Савося стоялъ потерянно, мигалъ глазами и не могъ слова вымолвить въ свое оправданіе. Онъ сознавалъ справедливость грознаго нападенія батюшки и молчалъ.
— Клятвопреступникъ! — сказалъ сурово батюшка, — зачѣмъ ты обманываешь?
— Ваше благословеніе! Я уплачу, за все уплачу, только бы мнѣ передохнуть… Вся причина въ мѣшкѣ, нѣту у меня муки, а то я все уплачу, — возразилъ Савося.
Батюшка покачалъ головой. Онъ соображалъ: повѣрить еще разъ Быкову или нѣтъ. Онъ повѣрилъ. Савося глубоко вздохнулъ, когда батюшка отпустилъ его, и онъ могъ продолжать свой путь. Шапку онъ надѣлъ на голову, а мѣшокъ оставилъ подъ мышкой. Но онъ былъ еще разъ не надолго задержанъ. Увидалъ его староста и закричалъ ему издали, чтобы онъ явился нынче въ волость, куда Баряновскій баринъ прислалъ требованіе — взыскать съ Савостьяна Быкова долгъ, описавъ часть его имущества. Савося, однако, отнесся къ словамъ старосты равнодушно, хотя не преминулъ издалека крикнуть, что «дай срокъ, онъ все уплатитъ». Про себя же проговорилъ;
«Ишь, жидоморы! Ладно!»
Впрочемъ, возмутился онъ только наружно, а внутренно давно забылъ, что его разрываютъ на части, и думалъ только о предстоящей просьбѣ у Тараканова. Къ нему онъ и продолжалъ идти. Путь былъ не далекій, версты въ двѣ по растаявшему снѣгу; онъ скоро поплелся туда. Дойдя до конторы, гдѣ можно было увидать «управителя», онъ остановился сперва у крыльца и заглянулъ внутрь сѣней. Никого не было. Недалеко рабочіе стучали топорами, но онъ боялся кого-нибудь спросить. Постоявъ около двери, онъ попятился, пощупалъ мѣшокъ подъ мышкой, обошелъ затѣмъ всю контору кругомъ, заглянулъ въ каждое ея окно: онъ боялся получить, вмѣсто хлѣба, «по шеямъ».

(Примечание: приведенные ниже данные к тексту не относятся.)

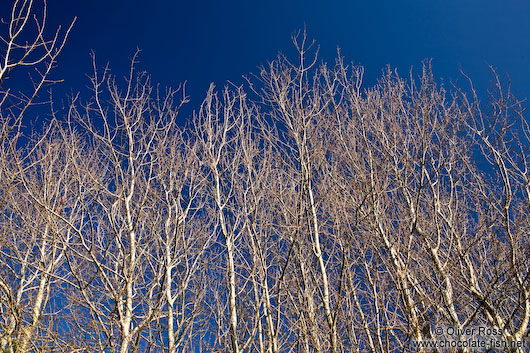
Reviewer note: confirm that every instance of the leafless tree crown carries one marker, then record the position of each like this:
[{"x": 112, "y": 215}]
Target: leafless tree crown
[{"x": 303, "y": 213}]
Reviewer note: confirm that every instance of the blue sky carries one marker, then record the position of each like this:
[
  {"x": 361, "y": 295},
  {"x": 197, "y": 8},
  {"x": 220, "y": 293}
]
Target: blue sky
[{"x": 215, "y": 41}]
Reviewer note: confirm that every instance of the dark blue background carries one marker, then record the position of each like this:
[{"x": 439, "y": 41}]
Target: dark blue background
[{"x": 215, "y": 41}]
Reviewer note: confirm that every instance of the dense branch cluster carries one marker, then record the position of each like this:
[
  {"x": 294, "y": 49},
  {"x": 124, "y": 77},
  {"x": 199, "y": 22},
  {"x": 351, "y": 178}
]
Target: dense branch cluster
[{"x": 304, "y": 213}]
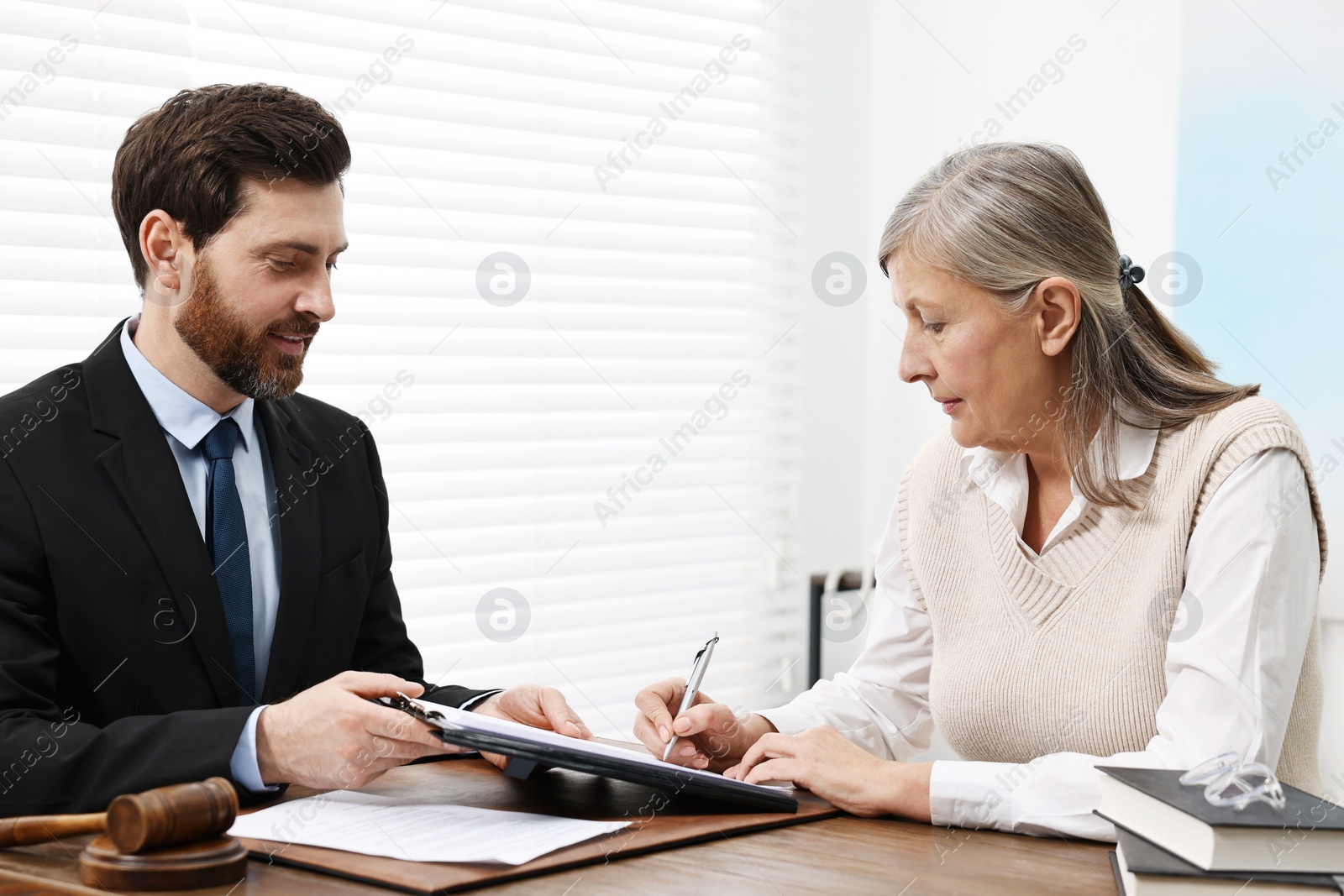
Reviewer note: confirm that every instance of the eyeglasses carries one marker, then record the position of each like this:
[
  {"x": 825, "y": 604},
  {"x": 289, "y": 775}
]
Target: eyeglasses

— По какому дѣлу? — спросилъ «управитель», вдругъ замѣтивъ мужика, туловище котораго оставалось за дверью, а голова была выставлена впередъ.
— Насчетъ муки… подъ работу бы… я уплачу, — сказалъ Савося и осмѣлился цѣликомъ показаться управителю.
— Ты просишь подъ работу денегъ?
— Какъ угодно вашей милости… мучки бы, оно лучше… я и мѣшокъ захватилъ… три пуда въ немъ въ аккуратѣ…
Савося при этихъ словахъ и мѣшокъ показалъ управителю, какъ неотъемлемую часть себя, послѣ чего сталъ выжидательно смотрѣть на Тараканова.
— Дуракъ! — рѣзко сказалъ «управитель» и презрительно посмотрѣлъ на мѣшокъ. — Я не торгую хлѣбомъ. Если хочешь, бери деньгами. Сколько тебѣ надо и подъ какую работу. Да скажи прежде: кто ты, — лицо-то знакомое.
— Быковъ, Савостьянъ Быковъ.
— Быковъ? Посмотримъ. Ты, кажется, такъ много долженъ, что у тебя остается описать имущество.
Управляющій сталъ рыться въ книгахъ.
— Я уплачу… вѣрно уплачу… сумлѣнія я не люблю… — возразилъ Савося, равнодушный къ угрозѣ «управителя».
— Я такъ и зналъ! За тобой числится, гусь лапчатый, девяносто шесть рублей сорокъ четыре копѣйки! — возразилъ управляющій.
Но и это не произвело на Савосю ни малѣйшаго впечатлѣнія; онъ равнодушно выслушалъ цифру неоплатнаго долга, удивляясь только тому, что о ней совсѣмъ забылъ.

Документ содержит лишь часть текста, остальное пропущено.